Shortly, beginners will be able to purchase a complete near space flight computer. After assemblying the kit, all you will need is a parachute, battery, and airframe. The kit will include a control panel to communicate and control the flight computer from outside the airframe, a 2m dipole antenna, GPS receiver tested to 103,000 feet, audio locator beacon, and programmable flight computer.

The first kit is based on the PICAXE-28 and the second based on the BASIC Stamp. Check the NearSys website ( for information as I get my updates in order. Until then, feel free to contact me through email.

Friday, January 14, 2011

Near Space in a Can

The Near Space in a Can thermal vacuum chamber is about ready for retail. The image above is missing its vacuum gauge, which is at school. Otherwise, you now get a good idea of what it will look like. The kit should be no more than $150.

Just pack the Near Space in a Can with dry ice and let it chill before loading the test subject inside. Then pump it down with your vacuum pump. The environment inside will match near space conditions.

The stainless steel canister is 7.5 inches in diameter and 7.5 inches deep. The clear plexiglass cover lets you observe the experiment inside and even video tape the test.

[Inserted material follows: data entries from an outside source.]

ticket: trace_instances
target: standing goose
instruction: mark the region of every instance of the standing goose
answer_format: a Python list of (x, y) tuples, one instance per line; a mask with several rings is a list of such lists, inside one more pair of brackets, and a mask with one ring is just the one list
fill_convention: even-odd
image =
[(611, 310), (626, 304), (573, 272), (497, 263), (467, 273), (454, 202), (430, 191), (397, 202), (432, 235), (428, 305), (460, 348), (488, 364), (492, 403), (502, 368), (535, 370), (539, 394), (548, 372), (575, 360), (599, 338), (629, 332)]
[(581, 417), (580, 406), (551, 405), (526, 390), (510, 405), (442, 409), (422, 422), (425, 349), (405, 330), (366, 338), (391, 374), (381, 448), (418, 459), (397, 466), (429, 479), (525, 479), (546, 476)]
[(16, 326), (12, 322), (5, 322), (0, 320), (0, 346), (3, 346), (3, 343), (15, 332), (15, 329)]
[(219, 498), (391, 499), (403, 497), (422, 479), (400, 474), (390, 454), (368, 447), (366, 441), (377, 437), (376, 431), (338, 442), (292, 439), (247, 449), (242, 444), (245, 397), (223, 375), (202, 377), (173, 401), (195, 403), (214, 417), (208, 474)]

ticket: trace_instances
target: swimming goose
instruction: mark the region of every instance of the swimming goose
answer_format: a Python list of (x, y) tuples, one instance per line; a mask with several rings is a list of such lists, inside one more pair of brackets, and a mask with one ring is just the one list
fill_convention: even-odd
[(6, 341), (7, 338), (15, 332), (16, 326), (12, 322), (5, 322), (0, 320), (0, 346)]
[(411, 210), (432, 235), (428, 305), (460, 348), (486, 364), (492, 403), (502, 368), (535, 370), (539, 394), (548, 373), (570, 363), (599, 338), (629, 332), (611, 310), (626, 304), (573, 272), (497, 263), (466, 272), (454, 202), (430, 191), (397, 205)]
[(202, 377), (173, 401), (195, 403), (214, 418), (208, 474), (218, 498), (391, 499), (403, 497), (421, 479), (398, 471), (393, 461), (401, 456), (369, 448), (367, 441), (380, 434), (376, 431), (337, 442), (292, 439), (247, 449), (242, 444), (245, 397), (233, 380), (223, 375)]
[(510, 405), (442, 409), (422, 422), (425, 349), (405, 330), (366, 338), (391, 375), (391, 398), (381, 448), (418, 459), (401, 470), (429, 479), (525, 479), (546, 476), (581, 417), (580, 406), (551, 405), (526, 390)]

A future upgrade will bring wiring inside so you can communicate with experiments inside.

Sunday, January 9, 2011

Single Axis Arm with Snare End-Effector

I completed my design of a single axis robotic arm. The servo lifts and lowers the arm like a traditional arm. What is different is the end effector that allows the arm to pick up objects. It's a wire snare, similar to the end effector on the Space Shutter robotic arm. A mini servo extends and retracts the wire snare, letting it wrap around and tighten around th object to be picked up.

Look for a magazine article (in Servo) and a kit to made available shorty.

Saturday, January 1, 2011

Near Space in a Can

I ran the first tests of a new thermal vacuum chamber. It's a stainless steel can with vacuum and cable ports. The can fits inside a plastic ice chest that can be packed with dry ice (see my Nuts and volts article on this subject).

The front of the chamber is sealed with thick acrylic plastic to permit observations of the interior of the chamber during testing. The cable port permits power to enter the chamber for its ultraviolet source and temperature sensor. Pressure inside the chamber is monitored with an analog pressure gauge.

I call the thermal vacuum chamber, Near Space in a Can. It's the second simulator NearSys will sell (the GPS simulator is the first). Near Space in a Can is large enough to test BalloonSats and CubSats.

Near Space in a Can will be available from NearSys in 2011 as an affordable kit.

Robot Terminal

I finally had time to figure out how to send AT commands to the Digi Xbee radios. I've worked with them previously, but wasn't comfortable enough with how I was setting the radios. Now I've got them working the way I want.

Therefore, I will shortly be offering a robot terminal kit. It will permit you to communicate with a robot using your PC. I've got an example robot set up right now. It drives and turns as instructed while confirming the communications. The robot carries a simple arm and video transmitters that is also controlled over the radio. The robot is smart, it attempts to carry out your commands as best it can. Since the robot is using a ChapBot-14, it is a little limited - so eventually, I'll interface the radio with a CheapBot-18 on an articulated robot body and more complex arm. Moon rover anyone?

I'll also create a kit to allow BalloonSats to communicate with each other in order to create near space constellations.